Explain the Health Benefits
“Oftentimes, men masturbate as a form of stress reduction, to be able to get to sleep faster, or simply as a pleasant diversion. The benefit to the female partner is obviously a happier and less tense man around the house!” Singer says.
“When guys masturbate with any regularity, it often improves their control when having sex with his partner. This can also be combined with him doing Kegel exercises, which allow him to have multiple orgasms during sex. If he is able to come to climax but stop ejaculation, he can orgasm multiple times while having sex, which can greatly enhance your mutual experience.”
Show Off The Benefits For Her
“The obvious benefit to women when their partner masturbates is that it’s very much like exercising any other muscle. It strengthens the penis and helps develop control to avoid premature ejaculation when having sex!
This is due in part to the the fact that male masturbation helps strengthen the pubococcygeus (PC) muscle, which stretches from the pubic bone to the tailbone, that controls ejaculation.

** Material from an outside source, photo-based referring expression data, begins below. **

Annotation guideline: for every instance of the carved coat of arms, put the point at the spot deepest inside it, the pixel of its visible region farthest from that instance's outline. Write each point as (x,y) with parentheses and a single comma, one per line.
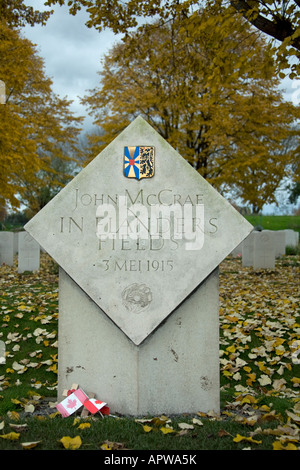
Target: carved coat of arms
(139,162)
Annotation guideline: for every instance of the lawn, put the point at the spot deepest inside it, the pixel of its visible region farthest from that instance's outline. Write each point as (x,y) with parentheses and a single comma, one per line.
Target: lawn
(275,222)
(259,370)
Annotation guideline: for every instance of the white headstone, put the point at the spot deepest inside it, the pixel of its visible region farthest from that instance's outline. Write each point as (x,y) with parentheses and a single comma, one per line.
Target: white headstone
(7,248)
(2,353)
(248,250)
(279,240)
(28,253)
(142,234)
(2,92)
(264,250)
(291,238)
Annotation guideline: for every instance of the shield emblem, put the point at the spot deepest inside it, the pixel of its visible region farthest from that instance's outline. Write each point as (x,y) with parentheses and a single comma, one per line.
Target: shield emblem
(139,162)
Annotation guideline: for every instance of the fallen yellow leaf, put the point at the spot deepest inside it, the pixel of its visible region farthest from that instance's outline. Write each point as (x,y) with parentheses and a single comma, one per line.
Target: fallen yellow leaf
(12,436)
(277,445)
(147,428)
(71,443)
(30,445)
(165,430)
(240,438)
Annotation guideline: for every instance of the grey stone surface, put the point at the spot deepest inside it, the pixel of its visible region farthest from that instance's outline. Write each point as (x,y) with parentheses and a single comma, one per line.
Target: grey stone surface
(264,250)
(175,370)
(7,248)
(138,290)
(248,250)
(138,271)
(28,253)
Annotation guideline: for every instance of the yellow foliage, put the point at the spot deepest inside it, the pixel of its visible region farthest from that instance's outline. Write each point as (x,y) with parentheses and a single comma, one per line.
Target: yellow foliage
(209,87)
(34,125)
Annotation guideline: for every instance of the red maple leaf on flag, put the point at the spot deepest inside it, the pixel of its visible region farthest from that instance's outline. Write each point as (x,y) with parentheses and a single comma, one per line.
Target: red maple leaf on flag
(72,403)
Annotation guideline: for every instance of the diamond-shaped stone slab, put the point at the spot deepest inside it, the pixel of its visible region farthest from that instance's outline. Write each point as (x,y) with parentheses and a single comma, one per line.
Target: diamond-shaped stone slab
(185,230)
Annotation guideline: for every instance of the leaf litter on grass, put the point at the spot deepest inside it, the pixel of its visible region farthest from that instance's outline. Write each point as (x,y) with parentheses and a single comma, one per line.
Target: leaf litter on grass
(259,346)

When men have achieved good ejaculation control, it only benefits the woman when having sex as he will last longer and be able to climax at the right moment,” Singer says.
Do It In Front Of Her (And Ask Her To, Too)

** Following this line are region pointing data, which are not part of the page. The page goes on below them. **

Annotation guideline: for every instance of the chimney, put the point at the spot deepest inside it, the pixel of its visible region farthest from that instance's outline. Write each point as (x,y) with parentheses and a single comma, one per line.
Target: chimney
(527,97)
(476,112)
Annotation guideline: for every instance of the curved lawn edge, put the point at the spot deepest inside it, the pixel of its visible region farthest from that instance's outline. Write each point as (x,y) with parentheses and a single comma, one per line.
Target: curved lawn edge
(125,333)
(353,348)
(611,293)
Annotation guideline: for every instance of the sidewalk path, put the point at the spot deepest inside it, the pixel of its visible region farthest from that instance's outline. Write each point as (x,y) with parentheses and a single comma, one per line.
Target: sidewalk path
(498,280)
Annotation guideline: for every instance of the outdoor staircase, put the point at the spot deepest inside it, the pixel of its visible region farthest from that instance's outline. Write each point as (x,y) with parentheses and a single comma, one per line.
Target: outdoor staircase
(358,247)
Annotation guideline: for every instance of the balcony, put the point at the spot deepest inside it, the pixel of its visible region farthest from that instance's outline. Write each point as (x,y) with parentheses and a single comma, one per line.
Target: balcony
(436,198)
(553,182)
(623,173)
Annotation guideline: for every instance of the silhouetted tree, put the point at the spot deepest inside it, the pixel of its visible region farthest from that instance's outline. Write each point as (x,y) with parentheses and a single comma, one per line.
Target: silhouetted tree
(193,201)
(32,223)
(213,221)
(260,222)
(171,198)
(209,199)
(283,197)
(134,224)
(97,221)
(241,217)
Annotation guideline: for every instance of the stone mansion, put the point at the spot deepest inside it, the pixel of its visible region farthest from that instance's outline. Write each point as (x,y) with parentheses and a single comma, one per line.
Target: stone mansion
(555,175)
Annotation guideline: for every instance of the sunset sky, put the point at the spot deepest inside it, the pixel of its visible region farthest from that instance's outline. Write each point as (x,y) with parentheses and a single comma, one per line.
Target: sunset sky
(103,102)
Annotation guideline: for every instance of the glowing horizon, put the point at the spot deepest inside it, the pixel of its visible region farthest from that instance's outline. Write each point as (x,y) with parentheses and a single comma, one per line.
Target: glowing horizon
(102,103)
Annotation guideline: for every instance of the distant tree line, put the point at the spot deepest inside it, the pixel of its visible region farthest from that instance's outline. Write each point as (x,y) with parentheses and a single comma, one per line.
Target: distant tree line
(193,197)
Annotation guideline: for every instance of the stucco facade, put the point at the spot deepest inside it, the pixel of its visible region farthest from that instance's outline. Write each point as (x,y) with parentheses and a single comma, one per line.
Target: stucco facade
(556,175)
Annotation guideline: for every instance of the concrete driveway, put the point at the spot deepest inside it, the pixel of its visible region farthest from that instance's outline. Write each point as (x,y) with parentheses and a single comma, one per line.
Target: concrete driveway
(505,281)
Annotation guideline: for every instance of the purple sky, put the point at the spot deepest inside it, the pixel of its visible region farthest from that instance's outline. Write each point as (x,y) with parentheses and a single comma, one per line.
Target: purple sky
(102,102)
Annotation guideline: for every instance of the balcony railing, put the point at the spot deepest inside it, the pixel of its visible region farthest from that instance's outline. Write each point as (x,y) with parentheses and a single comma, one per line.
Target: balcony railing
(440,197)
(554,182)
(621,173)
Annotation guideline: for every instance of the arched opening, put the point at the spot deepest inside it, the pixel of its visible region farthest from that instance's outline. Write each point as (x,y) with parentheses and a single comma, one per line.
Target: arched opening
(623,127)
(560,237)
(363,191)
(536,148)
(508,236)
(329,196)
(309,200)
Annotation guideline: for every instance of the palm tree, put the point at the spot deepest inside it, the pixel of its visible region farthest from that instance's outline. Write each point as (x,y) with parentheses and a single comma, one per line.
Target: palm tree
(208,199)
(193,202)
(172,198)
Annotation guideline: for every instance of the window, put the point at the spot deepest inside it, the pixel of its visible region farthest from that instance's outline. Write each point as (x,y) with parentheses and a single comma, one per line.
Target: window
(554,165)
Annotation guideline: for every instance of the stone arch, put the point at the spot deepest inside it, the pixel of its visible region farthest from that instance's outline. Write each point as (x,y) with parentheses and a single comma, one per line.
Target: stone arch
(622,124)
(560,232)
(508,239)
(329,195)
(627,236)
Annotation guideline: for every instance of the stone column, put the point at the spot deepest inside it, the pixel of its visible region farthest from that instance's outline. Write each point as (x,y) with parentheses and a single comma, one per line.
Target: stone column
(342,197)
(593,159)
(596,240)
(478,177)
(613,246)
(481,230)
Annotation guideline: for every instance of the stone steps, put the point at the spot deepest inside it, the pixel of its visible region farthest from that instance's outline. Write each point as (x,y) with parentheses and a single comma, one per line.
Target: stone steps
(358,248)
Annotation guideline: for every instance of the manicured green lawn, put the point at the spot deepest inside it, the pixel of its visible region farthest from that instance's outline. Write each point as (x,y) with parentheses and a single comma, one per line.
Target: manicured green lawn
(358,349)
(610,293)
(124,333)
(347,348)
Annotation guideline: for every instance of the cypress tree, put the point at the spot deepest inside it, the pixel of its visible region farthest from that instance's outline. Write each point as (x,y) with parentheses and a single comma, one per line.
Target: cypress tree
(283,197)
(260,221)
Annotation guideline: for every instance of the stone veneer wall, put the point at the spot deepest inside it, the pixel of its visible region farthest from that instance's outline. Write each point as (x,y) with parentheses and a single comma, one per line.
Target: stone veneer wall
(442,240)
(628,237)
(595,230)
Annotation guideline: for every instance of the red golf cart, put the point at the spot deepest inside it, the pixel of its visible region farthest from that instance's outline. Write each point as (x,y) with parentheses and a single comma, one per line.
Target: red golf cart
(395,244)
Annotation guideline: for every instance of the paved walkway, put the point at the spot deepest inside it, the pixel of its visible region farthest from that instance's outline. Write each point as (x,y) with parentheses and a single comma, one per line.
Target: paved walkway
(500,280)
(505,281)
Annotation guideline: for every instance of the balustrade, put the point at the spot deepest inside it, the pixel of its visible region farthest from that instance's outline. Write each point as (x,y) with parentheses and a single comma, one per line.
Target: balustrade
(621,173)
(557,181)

“What’s good for the goose is good for the gander! For women that masturbate alone, try masturbating in front of your partner. This drives a lot of men wild, is a great form of foreplay prior to coital sex, and take masturbation by both parties out of the shadows and makes it a healthy part of their sex life,” Singer says.
Try It Together
“Rather than talk about it, bring masturbation into the bedroom together. Beyond the mutual masturbation experience, women can start with an old-fashioned handjob, and then ask him to continue himself. Tell him you love it when he touches himself, or say you want to watch,” Singer says. “Always give encouragement and show acceptance. Maybe start to pleasure yourself — masturbating in front of your partner is very intimate and shows a level of trust.”